Here’s a “fantasy abstract” I wrote years ago on this topic:
Felleisen et al[1] showed that an abstract algebraic treatment of evaluation contexts was possible, interesting and useful. However, algebras capturing implementation-level control structure are unsuitable for reflective use, precisely because they capture an implementation- rather than a specification-level description of the evaluation context. We introduce a language for arbitrary specification-level algebras describing high-level perspectives on program tasks, and a mechanism for ensuring that implementation-level control context refines specification-level control context. We then allow programs to not only capture and reinstate but to analyse and synthesise these structures at runtime. Tuning of the specification algebra allows precise control over the level of detail exposed in reflective access, and has practical benefits for orthogonal persistence, for code upgrade, for network mobility, and for program execution visualisation and debugging, as well as offering the promise of new approaches to program verification.

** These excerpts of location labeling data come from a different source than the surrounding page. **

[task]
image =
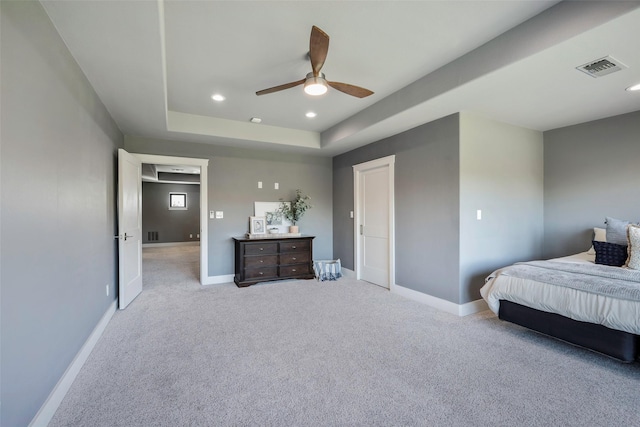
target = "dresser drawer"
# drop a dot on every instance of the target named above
(294, 246)
(260, 261)
(294, 257)
(294, 270)
(261, 248)
(261, 273)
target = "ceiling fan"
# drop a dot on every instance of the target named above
(315, 82)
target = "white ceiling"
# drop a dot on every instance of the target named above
(155, 65)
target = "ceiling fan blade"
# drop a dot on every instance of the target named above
(352, 90)
(279, 88)
(318, 48)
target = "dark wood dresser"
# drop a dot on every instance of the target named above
(261, 260)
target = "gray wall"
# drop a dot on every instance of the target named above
(501, 173)
(57, 206)
(233, 188)
(426, 205)
(590, 171)
(171, 225)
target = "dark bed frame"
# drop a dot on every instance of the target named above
(621, 345)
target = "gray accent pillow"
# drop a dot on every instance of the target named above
(617, 231)
(633, 261)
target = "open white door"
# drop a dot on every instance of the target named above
(129, 227)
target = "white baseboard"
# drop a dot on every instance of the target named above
(159, 245)
(50, 406)
(218, 280)
(441, 304)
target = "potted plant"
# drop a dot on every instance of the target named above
(294, 210)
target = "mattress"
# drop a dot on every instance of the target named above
(619, 314)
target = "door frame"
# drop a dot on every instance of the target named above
(204, 201)
(389, 162)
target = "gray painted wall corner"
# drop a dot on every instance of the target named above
(58, 220)
(232, 188)
(426, 205)
(590, 172)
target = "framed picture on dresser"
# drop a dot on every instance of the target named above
(257, 225)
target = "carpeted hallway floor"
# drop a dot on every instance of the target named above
(344, 353)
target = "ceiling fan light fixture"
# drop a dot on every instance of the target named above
(315, 85)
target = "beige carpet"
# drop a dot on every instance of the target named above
(344, 353)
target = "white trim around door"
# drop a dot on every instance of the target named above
(204, 201)
(388, 163)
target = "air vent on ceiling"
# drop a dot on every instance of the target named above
(602, 67)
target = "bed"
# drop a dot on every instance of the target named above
(574, 299)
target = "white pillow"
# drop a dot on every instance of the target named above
(599, 235)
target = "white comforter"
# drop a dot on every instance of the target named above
(579, 305)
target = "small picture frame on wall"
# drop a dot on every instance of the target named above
(257, 225)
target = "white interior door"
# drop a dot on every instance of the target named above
(129, 227)
(375, 222)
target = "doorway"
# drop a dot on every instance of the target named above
(203, 165)
(374, 225)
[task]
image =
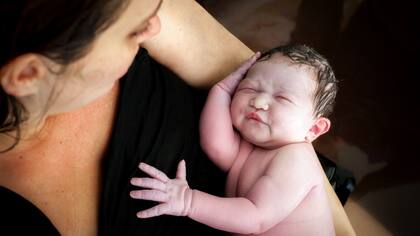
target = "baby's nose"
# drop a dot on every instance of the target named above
(261, 102)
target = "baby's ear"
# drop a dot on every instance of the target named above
(320, 126)
(21, 76)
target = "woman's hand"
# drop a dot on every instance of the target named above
(231, 81)
(174, 194)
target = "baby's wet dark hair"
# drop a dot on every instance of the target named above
(302, 55)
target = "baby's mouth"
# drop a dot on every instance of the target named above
(254, 116)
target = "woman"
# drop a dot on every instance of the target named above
(72, 133)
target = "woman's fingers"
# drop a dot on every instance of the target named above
(241, 71)
(158, 210)
(155, 173)
(151, 195)
(148, 183)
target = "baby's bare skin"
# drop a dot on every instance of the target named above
(275, 182)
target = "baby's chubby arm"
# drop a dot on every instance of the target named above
(218, 137)
(270, 200)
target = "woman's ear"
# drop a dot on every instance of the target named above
(320, 126)
(21, 76)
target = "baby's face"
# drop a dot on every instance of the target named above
(273, 104)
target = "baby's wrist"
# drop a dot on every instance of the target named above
(188, 196)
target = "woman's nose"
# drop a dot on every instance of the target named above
(261, 101)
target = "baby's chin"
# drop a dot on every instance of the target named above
(265, 144)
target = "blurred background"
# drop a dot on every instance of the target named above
(373, 46)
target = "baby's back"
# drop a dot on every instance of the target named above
(298, 197)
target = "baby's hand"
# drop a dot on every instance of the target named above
(174, 194)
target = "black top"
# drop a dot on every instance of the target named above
(157, 123)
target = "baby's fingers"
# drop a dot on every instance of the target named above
(148, 183)
(158, 210)
(152, 195)
(152, 171)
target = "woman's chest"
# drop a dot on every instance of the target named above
(61, 175)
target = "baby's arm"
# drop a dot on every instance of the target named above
(271, 199)
(218, 138)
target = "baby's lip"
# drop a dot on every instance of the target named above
(254, 116)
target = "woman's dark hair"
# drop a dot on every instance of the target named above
(327, 88)
(60, 30)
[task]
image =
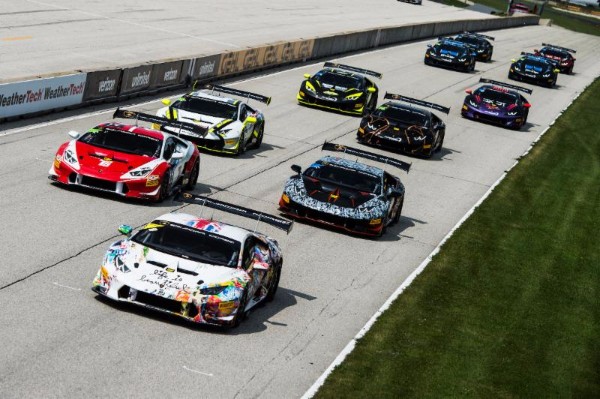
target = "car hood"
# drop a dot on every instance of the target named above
(152, 271)
(108, 163)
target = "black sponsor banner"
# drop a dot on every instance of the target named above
(167, 74)
(102, 84)
(136, 79)
(206, 67)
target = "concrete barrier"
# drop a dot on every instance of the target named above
(119, 84)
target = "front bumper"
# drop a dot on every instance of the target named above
(354, 226)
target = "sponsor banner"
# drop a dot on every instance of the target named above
(167, 74)
(136, 79)
(102, 84)
(261, 57)
(206, 67)
(41, 95)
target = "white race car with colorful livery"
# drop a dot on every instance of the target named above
(203, 270)
(229, 125)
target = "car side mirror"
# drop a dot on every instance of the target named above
(125, 229)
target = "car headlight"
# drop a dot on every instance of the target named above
(142, 171)
(354, 96)
(70, 157)
(212, 290)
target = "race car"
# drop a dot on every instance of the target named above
(534, 69)
(497, 102)
(344, 194)
(404, 128)
(341, 88)
(127, 160)
(202, 270)
(480, 43)
(450, 53)
(228, 125)
(566, 61)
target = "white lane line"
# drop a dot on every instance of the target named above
(350, 346)
(66, 286)
(197, 372)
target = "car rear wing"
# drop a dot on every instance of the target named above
(275, 221)
(365, 154)
(422, 103)
(509, 86)
(235, 92)
(163, 122)
(559, 47)
(353, 69)
(478, 34)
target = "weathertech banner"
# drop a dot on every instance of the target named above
(259, 57)
(40, 95)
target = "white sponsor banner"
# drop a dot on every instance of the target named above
(41, 94)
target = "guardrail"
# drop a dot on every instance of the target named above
(37, 96)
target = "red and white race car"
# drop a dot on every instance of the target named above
(128, 160)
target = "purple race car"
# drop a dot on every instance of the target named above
(497, 102)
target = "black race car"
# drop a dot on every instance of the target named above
(562, 55)
(404, 128)
(497, 102)
(534, 69)
(345, 194)
(451, 54)
(340, 87)
(480, 43)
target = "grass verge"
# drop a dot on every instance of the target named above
(510, 306)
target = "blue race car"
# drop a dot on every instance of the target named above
(497, 102)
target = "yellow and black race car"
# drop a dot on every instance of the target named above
(341, 88)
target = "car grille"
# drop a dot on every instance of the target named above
(98, 183)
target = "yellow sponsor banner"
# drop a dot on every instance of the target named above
(260, 57)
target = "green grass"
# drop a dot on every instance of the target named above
(510, 307)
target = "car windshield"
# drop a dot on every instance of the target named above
(352, 178)
(405, 115)
(496, 97)
(341, 82)
(189, 243)
(554, 53)
(468, 39)
(208, 107)
(123, 141)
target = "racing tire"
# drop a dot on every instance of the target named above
(240, 314)
(163, 193)
(398, 213)
(258, 141)
(193, 176)
(274, 284)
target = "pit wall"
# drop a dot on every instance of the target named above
(72, 90)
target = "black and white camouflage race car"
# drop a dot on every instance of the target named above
(344, 194)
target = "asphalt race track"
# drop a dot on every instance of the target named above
(60, 340)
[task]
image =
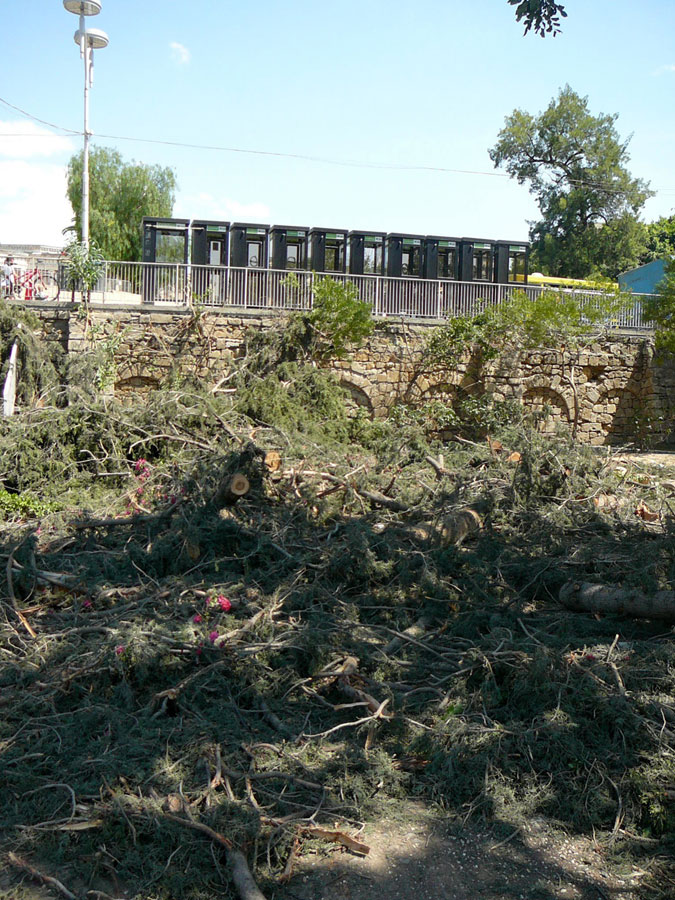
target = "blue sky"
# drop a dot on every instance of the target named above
(378, 90)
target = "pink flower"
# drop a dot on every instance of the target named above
(224, 603)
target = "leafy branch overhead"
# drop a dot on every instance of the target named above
(542, 16)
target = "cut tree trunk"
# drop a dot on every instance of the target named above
(233, 490)
(608, 599)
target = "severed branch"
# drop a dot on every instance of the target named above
(21, 864)
(239, 870)
(611, 600)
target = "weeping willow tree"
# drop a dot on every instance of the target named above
(121, 193)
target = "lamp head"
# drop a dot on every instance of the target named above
(83, 7)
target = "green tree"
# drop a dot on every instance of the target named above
(543, 16)
(120, 193)
(659, 308)
(660, 239)
(575, 165)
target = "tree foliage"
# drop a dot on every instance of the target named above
(575, 165)
(542, 16)
(660, 239)
(659, 308)
(520, 323)
(121, 193)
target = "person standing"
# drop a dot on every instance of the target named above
(8, 277)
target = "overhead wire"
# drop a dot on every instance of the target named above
(360, 164)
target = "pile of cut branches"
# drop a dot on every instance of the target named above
(225, 639)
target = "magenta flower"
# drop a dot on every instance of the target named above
(224, 603)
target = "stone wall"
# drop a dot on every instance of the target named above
(611, 391)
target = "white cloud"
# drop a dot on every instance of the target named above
(179, 53)
(24, 140)
(34, 208)
(208, 206)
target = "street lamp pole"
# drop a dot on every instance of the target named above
(88, 40)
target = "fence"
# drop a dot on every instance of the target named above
(220, 287)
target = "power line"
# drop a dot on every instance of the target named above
(35, 119)
(358, 164)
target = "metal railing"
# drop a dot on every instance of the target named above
(220, 287)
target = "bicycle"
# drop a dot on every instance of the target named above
(36, 284)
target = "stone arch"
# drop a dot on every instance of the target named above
(622, 414)
(537, 396)
(357, 398)
(441, 390)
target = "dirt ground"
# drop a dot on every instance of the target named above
(417, 857)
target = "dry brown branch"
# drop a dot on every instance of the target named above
(11, 564)
(611, 600)
(376, 715)
(339, 837)
(21, 864)
(236, 487)
(416, 630)
(239, 870)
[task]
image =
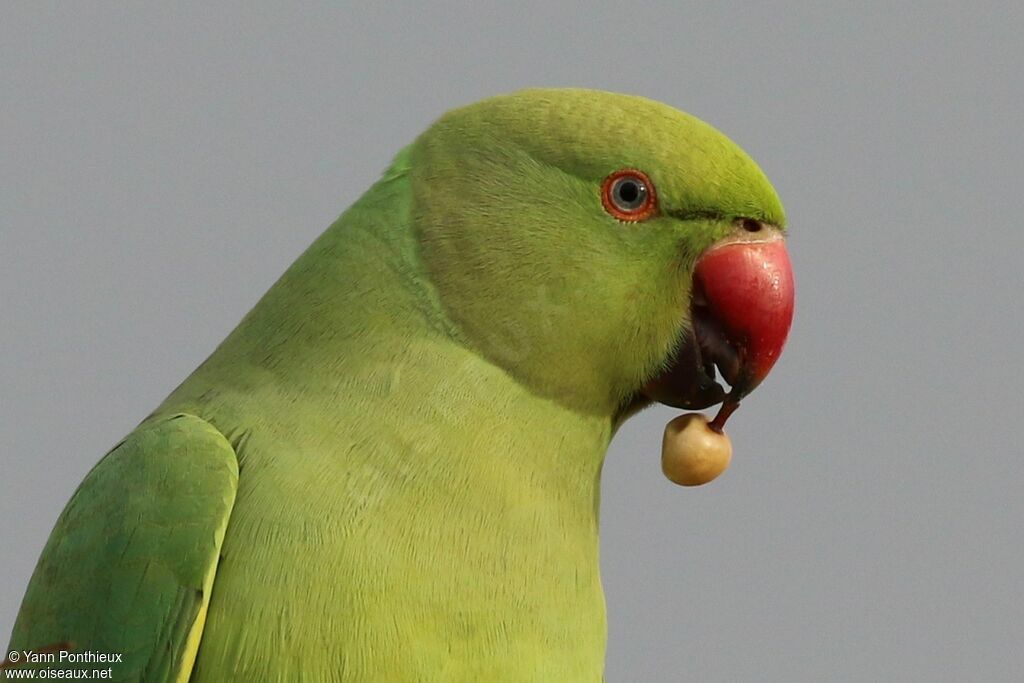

[1] Felleisen, Matthias, et al. “Abstract Continuations: A Mathematical Semantics for Handling Full Functional Jumps.” ACM Conf. on LISP and Functional Programming, 1988, pp. 52–62.
creating a stack trace isn’t free. It’s fair to assume creating a stack trace will require a heap allocation. Performing a series of possibly unbounded heap allocations is a meaningful tax; whether that cost is affordable or not is highly context-dependent. This is one of the reasons why there is a whole category of people who use C++ that consciously avoid using C++ exceptions. One of the benefits of Rust’s system and the Result type is that the Result values themselves may be stack allocated. E.g., if you were inclined to do so, you could define a function that returns Result<(), u8>, and that’s just a single stack-allocated value, not an unbounded series of heap allocations. In Go, you could write a function that returns an error value, which is an interface, and that error value could be some type whose memory representation is a uint8. That would be either a single heap allocation or it would be stack-allocated; I’m not sure offhand, but regardless, it’s not an unbounded series of heap allocations. The performance implications are pretty far-reaching. Those costs are likely irrelevant in the case of something like an i/o bounded http server, but in something like a game engine or when doing embedded programming, they matter.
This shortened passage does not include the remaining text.